I’ve always thought people who named stuff had the great jobs of the world. Someone gives wallpaper, carpeting, shoes, towels and sheets the fanciful nomenclature that summons up images of the Riviera, or the South Seas, or the heavens. But the folks who are paid to name the shapes and shades of sinks and toilets must be laughing all the way to the cash machine.

Showrooms such as the one I roamed through don’t raise to absurd heights the bathroom alone. The kitchen is widely predicted, by those wide predictors I’ve admired earlier in this space, to be the most important room of the ‘90s home, and so kitchen design is running similarly amok. But kitchens have a professional standard against which their equipment and decor can be measured and to which they can aspire. In the salles de bains , all bets are off; there, we are all professionals, and, sadly, we are all amateurs.

The ultrafine fixtures seem part of an elaborate spectacle to convince someone (ourselves? our visitors? our cleaning personnel?) that something grand and magnificent and imperial goes on in the bathroom. Somebody else is spending all his time in there flossing and peering at hairlines and poking at pimples and performing similarly grubby but necessary tasks.

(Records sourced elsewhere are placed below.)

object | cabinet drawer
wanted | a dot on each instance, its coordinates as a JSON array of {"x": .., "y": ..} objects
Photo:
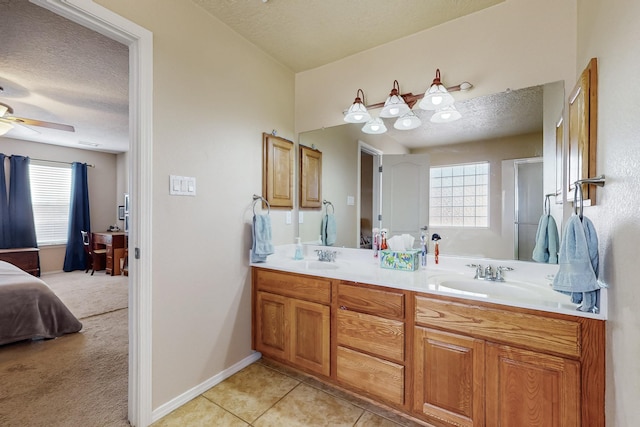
[
  {"x": 372, "y": 375},
  {"x": 301, "y": 287},
  {"x": 372, "y": 334},
  {"x": 383, "y": 303},
  {"x": 523, "y": 329}
]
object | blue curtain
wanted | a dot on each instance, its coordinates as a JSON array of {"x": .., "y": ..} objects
[
  {"x": 23, "y": 229},
  {"x": 5, "y": 230},
  {"x": 75, "y": 258}
]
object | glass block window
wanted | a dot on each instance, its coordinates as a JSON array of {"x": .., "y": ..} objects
[{"x": 459, "y": 195}]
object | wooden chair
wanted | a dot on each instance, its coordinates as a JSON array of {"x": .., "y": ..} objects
[{"x": 93, "y": 255}]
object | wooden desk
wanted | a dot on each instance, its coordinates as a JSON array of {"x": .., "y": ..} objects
[
  {"x": 26, "y": 259},
  {"x": 115, "y": 244}
]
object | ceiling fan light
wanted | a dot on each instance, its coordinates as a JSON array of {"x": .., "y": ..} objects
[
  {"x": 5, "y": 127},
  {"x": 446, "y": 114},
  {"x": 357, "y": 112},
  {"x": 436, "y": 96},
  {"x": 374, "y": 127},
  {"x": 407, "y": 122}
]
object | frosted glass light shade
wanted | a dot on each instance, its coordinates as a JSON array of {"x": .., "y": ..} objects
[
  {"x": 374, "y": 127},
  {"x": 407, "y": 122},
  {"x": 5, "y": 127},
  {"x": 357, "y": 113},
  {"x": 446, "y": 114},
  {"x": 436, "y": 97},
  {"x": 394, "y": 106}
]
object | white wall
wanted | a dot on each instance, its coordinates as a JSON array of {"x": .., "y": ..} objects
[
  {"x": 102, "y": 181},
  {"x": 609, "y": 31},
  {"x": 214, "y": 95}
]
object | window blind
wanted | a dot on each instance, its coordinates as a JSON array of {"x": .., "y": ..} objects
[{"x": 51, "y": 195}]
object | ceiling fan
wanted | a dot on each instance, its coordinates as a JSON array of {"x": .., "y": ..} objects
[{"x": 7, "y": 120}]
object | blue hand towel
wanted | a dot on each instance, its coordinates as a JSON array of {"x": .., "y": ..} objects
[
  {"x": 578, "y": 259},
  {"x": 262, "y": 245},
  {"x": 547, "y": 239},
  {"x": 328, "y": 230}
]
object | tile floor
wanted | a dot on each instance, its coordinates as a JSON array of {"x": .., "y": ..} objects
[{"x": 267, "y": 394}]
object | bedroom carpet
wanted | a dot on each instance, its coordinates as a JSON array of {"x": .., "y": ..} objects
[{"x": 78, "y": 379}]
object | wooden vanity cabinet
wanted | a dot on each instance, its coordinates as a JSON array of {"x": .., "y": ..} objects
[
  {"x": 484, "y": 365},
  {"x": 292, "y": 319},
  {"x": 370, "y": 338}
]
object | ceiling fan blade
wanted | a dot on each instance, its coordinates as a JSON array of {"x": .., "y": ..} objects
[{"x": 41, "y": 123}]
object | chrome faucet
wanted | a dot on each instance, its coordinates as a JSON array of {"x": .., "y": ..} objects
[{"x": 326, "y": 255}]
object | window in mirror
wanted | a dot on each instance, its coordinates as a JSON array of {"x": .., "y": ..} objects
[{"x": 459, "y": 195}]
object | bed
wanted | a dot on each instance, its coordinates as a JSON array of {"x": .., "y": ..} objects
[{"x": 29, "y": 309}]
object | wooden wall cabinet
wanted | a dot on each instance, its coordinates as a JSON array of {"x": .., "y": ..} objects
[
  {"x": 277, "y": 170},
  {"x": 310, "y": 178},
  {"x": 292, "y": 319}
]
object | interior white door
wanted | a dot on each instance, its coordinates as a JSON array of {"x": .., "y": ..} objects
[{"x": 405, "y": 194}]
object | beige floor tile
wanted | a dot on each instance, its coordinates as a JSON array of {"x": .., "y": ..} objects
[
  {"x": 250, "y": 392},
  {"x": 306, "y": 406},
  {"x": 369, "y": 419},
  {"x": 200, "y": 412}
]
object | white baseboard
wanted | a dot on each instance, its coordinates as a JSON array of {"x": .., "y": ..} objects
[{"x": 196, "y": 391}]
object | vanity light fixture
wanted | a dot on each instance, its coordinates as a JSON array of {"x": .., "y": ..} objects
[
  {"x": 395, "y": 106},
  {"x": 436, "y": 96},
  {"x": 408, "y": 121},
  {"x": 374, "y": 127},
  {"x": 446, "y": 114},
  {"x": 357, "y": 113}
]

The hauteur of certain outposts of the individual waste-disposal business is especially piquant in light of the squalor that attends our communal attempts to do the same job. Our landfills, full to bursting, are not lined in marble. Our storm drains, dumping old motor oil into the ocean, do not boast golden gratings. Old Styrofoam, our gift to the ages, is not gift-wrapped in raspberry puree.

But, one bathroom at a time, we are making this planet a more exalted place to be. Hey, I’ll see you at the Plaza. Toilet, that is.